Il est communément admis que la délivrance consiste dans la mise à disposition à l’acheteur d’une chose conforme aux spécifications contractuelles convenues entre les parties.
Tandis que la charge de la preuve de la mise à disposition pèse sur le vendeur, celle de la non-conformité de la chose livrée par rapport à la chose convenue pèse sur l’acheteur.
Les carreaux de pourtour de piscine
En l’espèce, il résulte du devis du 17 octobre 2017 que [Y] [U] a passé commande, pour une plage de piscine, de carreaux FIANDRE FARHENHEIT 350°F FROST Strutturato R11 épaisseur 20 mm 60X120. La facture du 18 septembre 2018 indique que ce sont 40,32 m² de carreaux de cette référence, de nuance P387, qui ont été acquis, pour un prix de 2 623,97 euros, transport compris.
Suivant devis du 21 mai 2018 et facture du 7 avril 2019, l’entreprise CARRELAGE [C] a été chargée de la pose des carreaux sur la plage de piscine
Le courrier de [O] [C] du 8 octobre 2019 détaille que celui-ci a réalisé une première découpe infructueuse d’un carreau pour le skimmer (carreau fendu dès l’insertion du disque). Une deuxième coupe sur un autre carreau a réussi. Toutefois, lorsque ce deuxième carreau a été posé sur une surface stable, celui-ci s’est à nouveau fendu. En revanche, les découpes pour les éclairages se sont accomplies sans problème.
Néanmoins, [Y] [U] précise, dans son courrier à DECOCERAM du 4 juillet 2019, que tous les carreaux qui ont fait l’objet d’une découpe dans le corps de carreau se sont fissurés, mentionnant notamment un carreau pour le couvercle éclairage.
Il résulte des mentions manuscrites portées sur la facture du 18 septembre 2018 et des explications figurant dans le courrier de [Y] [U] du 4 juillet 2019 que 32 carreaux ont été livrés à l’entreprise SM CERAM, chargée de l’usinage des margelles.
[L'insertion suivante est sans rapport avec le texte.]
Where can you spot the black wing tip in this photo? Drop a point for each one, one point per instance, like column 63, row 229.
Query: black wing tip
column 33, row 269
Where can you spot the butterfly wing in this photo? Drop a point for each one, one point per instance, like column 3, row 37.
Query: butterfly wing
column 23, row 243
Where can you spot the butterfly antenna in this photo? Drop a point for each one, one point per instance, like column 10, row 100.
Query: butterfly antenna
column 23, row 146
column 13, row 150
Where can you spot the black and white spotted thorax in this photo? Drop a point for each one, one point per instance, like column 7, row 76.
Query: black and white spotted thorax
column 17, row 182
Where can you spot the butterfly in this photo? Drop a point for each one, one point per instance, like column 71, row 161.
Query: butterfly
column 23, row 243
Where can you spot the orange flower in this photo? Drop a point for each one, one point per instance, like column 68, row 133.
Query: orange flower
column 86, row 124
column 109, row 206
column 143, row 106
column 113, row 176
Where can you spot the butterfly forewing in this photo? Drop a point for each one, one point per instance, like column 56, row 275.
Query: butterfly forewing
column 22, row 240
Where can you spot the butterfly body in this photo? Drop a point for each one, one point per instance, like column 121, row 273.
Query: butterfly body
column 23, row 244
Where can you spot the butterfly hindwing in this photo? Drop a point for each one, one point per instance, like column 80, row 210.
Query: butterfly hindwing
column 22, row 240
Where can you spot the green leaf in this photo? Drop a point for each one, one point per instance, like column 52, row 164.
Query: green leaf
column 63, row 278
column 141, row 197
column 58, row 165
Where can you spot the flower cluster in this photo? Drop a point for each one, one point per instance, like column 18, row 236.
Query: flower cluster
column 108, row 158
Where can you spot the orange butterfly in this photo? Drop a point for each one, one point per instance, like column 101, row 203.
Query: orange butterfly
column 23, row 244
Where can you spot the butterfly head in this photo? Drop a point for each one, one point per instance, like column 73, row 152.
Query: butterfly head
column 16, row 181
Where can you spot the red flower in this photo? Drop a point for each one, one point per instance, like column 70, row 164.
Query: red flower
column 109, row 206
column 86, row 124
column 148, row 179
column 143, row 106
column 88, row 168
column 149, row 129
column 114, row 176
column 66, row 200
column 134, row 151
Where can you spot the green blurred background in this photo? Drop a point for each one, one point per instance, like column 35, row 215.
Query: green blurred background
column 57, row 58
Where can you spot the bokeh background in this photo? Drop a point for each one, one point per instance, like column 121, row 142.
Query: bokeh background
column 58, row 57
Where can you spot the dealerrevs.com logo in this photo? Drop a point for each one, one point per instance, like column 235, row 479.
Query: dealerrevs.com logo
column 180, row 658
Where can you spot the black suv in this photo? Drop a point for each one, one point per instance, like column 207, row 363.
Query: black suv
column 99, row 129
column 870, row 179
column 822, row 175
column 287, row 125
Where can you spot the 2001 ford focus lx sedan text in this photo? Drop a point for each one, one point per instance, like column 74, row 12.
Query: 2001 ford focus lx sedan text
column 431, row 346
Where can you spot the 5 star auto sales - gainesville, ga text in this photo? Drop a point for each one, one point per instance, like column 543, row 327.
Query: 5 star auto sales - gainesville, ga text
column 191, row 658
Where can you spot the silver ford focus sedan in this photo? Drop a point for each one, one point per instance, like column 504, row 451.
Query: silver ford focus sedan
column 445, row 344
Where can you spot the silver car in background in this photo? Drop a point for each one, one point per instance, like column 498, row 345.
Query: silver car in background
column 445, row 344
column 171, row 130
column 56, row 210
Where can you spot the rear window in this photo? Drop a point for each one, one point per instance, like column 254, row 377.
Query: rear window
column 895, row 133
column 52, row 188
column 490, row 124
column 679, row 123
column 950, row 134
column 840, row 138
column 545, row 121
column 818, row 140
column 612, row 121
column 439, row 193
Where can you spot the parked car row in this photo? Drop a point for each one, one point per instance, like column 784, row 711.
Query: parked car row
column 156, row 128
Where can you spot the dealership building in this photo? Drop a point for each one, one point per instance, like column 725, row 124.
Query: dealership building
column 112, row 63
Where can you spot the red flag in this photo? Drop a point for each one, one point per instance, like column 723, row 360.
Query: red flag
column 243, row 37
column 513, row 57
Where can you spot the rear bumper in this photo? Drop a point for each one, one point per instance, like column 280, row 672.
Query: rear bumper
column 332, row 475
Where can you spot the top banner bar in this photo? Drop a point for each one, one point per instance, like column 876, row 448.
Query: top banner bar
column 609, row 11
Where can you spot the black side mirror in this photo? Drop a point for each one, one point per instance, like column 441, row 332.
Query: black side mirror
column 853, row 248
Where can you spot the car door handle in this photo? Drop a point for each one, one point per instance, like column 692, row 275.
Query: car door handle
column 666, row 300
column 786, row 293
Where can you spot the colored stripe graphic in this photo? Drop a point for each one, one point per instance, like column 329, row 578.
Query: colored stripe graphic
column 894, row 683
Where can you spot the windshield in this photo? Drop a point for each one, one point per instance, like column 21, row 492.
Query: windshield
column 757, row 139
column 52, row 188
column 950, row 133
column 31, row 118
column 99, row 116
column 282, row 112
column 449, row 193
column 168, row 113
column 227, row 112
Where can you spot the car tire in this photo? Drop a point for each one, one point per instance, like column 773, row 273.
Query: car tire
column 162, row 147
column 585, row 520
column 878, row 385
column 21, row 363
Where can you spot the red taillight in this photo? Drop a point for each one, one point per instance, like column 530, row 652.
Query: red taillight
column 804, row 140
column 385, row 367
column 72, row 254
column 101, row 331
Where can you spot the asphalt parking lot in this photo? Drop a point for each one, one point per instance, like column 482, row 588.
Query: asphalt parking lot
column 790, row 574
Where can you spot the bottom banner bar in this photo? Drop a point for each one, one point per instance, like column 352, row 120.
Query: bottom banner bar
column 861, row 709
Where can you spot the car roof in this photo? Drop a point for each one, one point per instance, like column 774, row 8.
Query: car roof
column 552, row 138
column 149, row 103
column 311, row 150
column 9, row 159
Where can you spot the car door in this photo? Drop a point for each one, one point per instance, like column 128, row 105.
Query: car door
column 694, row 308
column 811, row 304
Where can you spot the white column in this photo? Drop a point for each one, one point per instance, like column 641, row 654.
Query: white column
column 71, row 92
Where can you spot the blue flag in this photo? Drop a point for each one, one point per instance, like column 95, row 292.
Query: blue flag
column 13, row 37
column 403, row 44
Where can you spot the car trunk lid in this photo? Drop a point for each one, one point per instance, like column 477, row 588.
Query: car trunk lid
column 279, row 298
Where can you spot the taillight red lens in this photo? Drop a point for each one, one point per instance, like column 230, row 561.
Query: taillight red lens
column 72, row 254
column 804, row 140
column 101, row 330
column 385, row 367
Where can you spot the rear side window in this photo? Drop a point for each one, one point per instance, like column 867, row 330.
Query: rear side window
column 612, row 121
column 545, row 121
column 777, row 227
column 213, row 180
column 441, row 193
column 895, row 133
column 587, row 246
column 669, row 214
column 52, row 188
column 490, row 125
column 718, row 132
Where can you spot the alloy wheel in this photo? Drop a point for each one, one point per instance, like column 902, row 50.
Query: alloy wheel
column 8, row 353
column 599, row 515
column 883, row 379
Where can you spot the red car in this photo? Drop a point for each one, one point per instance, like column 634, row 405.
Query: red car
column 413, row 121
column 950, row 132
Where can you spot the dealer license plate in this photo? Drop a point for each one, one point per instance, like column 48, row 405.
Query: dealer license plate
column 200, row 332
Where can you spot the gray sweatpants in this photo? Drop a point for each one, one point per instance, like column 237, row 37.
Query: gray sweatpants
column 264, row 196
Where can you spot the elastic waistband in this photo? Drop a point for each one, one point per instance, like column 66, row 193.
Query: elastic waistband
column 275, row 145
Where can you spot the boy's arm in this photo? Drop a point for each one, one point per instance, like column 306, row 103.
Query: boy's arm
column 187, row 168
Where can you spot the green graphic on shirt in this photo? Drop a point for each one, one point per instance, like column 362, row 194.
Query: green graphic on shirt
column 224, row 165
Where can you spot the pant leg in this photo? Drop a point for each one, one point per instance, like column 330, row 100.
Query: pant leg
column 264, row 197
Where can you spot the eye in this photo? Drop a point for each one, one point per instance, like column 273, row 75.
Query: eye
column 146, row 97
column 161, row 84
Les échanges de mail du 2 au 17 décembre 2018 entre la société SM CERAM et [Y] [U] font apparaître que cette société a rencontré un problème dans la découpe des carreaux, qui cassaient systématiquement. L’entreprise apporte des précisions sur les modalités de découpe qu’elle a utilisées. Il est précisé dans le mail de [Y] [U] à DECOCERAM du 11 mars 2019 et dans son courrier du 4 juillet 2019 que cette entreprise a suivi le mode opératoire de découpe décrit le 11 janvier 2019 par [G] [L] pour le fabriquant FIANDRE, Madame [V] représentant du fabriquant s’étant rendu dans l’entreprise et l’ayant confirmé.
Le mail du 11 mars 2019 et le courrier du 4 juillet 2019 de [Y] [U] à DECOCERAM permettent de retracer que, par l’entremise de Madame [V], représentant à [Localité 5] du fabriquant FIANDRE, la découpe de deux carreaux en version « skimmer » a ensuite été confiée à l’entreprise CERAMAX. Son responsable, Monsieur [I], a procédé avec succès à l’usinage de deux carreaux, sans recourir à la procédure de découpe au jet d’eau préconisée par FIANDRE Italie. Néanmoins, l’un d’eux s’est fissuré lors du stockage. Il a procédé au découpage d’un troisième carreau avec succès. Ces deux carreaux non fissurés ont été posés courant mars 2019 par le carreleur, pour les skimmer 1 et 2. Ils se sont ensuite fissurés.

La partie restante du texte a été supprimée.